When this node executes: 1. Original state gets the first chunk as output 2. Additional states are created for each remaining chunk 3. All states are marked as EXECUTED 4. Next stages are created for each state independently

This enables parallel processing of data chunks across multiple runtime instances.

Unites Keyword

Purpose

The unites keyword is a powerful mechanism for synchronizing parallel execution paths.

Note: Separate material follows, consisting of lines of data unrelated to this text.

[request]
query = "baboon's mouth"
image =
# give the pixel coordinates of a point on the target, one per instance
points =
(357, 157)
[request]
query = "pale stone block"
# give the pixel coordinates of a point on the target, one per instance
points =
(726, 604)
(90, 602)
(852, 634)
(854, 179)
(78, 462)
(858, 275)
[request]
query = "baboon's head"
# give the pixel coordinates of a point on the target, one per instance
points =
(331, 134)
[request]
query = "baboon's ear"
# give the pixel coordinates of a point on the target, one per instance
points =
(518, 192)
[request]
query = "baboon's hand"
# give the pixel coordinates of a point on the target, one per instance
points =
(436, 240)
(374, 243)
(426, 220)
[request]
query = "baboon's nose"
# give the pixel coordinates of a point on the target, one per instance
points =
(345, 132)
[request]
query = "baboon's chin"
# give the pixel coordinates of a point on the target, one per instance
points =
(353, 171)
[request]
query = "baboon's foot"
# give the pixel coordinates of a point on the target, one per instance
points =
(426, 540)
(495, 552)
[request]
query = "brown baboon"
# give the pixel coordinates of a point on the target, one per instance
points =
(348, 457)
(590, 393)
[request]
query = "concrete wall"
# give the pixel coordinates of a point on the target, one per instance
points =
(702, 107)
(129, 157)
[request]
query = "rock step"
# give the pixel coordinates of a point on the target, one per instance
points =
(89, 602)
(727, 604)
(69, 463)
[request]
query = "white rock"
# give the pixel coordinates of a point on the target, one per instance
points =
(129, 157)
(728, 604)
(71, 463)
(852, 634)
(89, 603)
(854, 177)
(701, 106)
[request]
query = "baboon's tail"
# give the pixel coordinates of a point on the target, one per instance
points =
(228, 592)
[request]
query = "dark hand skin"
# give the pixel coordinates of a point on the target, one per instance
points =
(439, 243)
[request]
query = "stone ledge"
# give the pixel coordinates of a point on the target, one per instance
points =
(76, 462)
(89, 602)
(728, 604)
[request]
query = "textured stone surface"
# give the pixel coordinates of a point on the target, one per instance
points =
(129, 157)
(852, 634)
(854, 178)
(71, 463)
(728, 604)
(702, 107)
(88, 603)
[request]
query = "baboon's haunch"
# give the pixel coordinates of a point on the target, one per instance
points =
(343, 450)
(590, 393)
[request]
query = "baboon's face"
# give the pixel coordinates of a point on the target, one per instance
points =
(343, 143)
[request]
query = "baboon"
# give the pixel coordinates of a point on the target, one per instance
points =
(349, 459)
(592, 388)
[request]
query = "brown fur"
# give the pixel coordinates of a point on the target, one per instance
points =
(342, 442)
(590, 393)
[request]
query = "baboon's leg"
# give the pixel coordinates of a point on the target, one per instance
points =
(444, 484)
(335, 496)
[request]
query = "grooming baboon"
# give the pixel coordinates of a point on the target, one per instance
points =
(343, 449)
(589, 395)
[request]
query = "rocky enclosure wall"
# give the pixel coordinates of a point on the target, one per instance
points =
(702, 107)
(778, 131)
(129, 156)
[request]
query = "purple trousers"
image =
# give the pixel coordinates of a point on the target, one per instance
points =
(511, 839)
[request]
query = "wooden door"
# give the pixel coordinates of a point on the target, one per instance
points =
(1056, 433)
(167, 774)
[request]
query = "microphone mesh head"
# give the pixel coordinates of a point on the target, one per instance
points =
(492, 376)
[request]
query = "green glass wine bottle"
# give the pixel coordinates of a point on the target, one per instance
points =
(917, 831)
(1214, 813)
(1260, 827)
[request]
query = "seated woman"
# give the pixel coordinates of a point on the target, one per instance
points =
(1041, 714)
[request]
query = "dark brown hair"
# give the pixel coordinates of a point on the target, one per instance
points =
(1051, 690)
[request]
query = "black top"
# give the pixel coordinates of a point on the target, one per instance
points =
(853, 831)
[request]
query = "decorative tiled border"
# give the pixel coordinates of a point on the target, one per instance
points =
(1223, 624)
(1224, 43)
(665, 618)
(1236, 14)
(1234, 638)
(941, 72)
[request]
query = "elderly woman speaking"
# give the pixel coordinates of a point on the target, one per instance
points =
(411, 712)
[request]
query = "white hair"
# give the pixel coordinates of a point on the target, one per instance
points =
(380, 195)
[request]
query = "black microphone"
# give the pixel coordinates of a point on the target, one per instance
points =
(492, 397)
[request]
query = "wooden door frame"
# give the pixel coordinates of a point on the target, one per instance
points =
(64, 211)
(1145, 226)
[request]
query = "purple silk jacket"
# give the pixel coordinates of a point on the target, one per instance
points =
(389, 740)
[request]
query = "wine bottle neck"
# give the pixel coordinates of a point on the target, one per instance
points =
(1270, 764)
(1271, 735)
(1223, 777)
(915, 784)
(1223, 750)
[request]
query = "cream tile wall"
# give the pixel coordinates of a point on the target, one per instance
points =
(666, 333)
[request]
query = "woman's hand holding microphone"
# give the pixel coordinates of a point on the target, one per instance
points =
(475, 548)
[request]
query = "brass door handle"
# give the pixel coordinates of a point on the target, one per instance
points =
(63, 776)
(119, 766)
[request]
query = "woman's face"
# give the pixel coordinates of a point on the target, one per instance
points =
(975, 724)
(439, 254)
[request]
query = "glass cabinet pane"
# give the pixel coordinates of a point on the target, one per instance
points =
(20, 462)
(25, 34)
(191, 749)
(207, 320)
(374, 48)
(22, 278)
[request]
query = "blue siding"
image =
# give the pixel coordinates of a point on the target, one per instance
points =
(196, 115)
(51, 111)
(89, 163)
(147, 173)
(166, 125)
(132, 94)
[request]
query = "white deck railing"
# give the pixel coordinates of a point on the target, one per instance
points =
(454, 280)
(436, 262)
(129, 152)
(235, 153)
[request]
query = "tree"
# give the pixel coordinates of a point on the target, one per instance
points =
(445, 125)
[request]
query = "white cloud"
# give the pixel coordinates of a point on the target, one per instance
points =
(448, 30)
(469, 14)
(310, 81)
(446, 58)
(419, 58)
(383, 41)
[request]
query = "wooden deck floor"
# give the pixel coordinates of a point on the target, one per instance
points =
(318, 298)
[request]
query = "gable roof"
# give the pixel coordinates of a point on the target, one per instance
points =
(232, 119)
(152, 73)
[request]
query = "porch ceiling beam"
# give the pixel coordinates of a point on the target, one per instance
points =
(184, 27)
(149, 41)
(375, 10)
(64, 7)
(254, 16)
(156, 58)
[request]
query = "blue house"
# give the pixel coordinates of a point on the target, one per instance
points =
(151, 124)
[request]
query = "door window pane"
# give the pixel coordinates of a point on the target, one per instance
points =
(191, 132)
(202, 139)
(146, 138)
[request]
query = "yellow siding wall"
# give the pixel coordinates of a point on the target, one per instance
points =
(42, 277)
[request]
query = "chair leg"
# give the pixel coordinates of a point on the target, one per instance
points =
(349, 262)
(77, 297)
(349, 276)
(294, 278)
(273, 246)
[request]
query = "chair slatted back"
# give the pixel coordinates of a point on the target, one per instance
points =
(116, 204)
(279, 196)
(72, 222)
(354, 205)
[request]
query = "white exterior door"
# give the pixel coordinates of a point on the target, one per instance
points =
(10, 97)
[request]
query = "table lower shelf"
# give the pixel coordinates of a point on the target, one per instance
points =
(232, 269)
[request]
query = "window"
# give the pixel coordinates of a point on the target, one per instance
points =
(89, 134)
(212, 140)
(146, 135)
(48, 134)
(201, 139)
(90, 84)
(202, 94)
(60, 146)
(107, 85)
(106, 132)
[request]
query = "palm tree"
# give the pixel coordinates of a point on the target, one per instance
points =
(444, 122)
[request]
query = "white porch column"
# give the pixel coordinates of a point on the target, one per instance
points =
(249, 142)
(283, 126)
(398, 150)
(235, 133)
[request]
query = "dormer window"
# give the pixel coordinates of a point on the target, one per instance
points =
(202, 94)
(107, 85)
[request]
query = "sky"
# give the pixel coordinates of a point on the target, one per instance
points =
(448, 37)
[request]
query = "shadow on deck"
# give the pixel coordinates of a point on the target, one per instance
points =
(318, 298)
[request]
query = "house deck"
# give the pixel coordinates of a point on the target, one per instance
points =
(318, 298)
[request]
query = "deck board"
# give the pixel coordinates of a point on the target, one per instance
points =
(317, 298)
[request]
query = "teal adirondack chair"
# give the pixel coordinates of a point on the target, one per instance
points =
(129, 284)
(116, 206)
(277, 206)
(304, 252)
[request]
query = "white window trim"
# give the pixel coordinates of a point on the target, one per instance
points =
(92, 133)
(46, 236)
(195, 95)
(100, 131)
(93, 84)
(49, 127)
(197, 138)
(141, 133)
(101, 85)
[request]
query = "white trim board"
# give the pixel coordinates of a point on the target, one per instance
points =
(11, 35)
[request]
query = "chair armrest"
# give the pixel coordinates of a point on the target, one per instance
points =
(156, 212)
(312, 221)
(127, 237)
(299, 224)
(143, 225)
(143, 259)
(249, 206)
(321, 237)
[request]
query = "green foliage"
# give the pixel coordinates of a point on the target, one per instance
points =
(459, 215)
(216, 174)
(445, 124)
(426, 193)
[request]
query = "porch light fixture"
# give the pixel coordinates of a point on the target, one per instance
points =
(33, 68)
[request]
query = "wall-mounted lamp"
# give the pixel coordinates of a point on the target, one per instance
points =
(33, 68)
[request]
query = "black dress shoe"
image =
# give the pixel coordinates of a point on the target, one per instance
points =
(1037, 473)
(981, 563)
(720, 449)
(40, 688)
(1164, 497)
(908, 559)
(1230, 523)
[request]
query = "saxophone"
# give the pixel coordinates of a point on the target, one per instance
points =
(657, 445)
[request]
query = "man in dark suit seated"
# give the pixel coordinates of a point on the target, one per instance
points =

It allows a node to wait for multiple parallel states to complete before executing.

Unites Logic

When a node has a unites configuration:

  1. Execution is deferred until all states with the specified identifier are complete
  2. State fingerprinting ensures only one unites state is created per unique combination
  3. Dependency validation ensures the unites node depends on the specified identifier

Unites Example

{
  "nodes": [
    {
      "node_name": "DataSplitterNode",
      "identifier": "data_splitter",
      "next_nodes": ["processor_1"]
    },
    {
      "node_name": "DataProcessorNode",
      "identifier": "processor_1",
      "inputs":{
        "x":"${{data_splitter.outputs.data_chunk}}"
      }
      "next_nodes": ["result_merger"]
    },    
    {
      "node_name": "ResultMergerNode",
      "identifier": "result_merger",
      "inputs":{
        "x_processed":"${{processor_1.outputs.processed_data}}"
      }
      "unites": {
        "identifier": "data_splitter"
      },
      "next_nodes": []
    }
  ]
}

In this example: 1. data_splitter creates fanout with 3 outputs 2. processor_1 executes in parallel for all three data chunks 3. result_merger waits for all processors to complete (unites with data_splitter) 4. Only one result_merger state is created due to fingerprinting

Architecture Benefits

Scalability

  • Horizontal scaling: Add more runtime instances to handle increased load
  • Parallel processing: Fanout enables concurrent execution
  • Load distribution: State manager distributes work across available runtimes

Fault Tolerance

  • State persistence: All states are stored in the database
  • Retry mechanisms: Failed states can be retried automatically
  • Recovery: Workflows can resume from where they left off

Flexibility

  • Dynamic fanout: Nodes can produce variable numbers of outputs
  • Synchronization: Unites keyword provides precise control over parallel execution
  • Dependency management: Automatic resolution of complex dependencies

Observability

  • State tracking: Complete visibility into execution progress
  • Error handling: Detailed error information and retry logic
  • Performance monitoring: Track execution times and resource usage

Exosphere's architecture provides a robust foundation for building distributed, scalable workflows. The combination of state-based execution, fanout mechanisms, and the unites keyword enables complex parallel processing patterns while maintaining simplicity and reliability.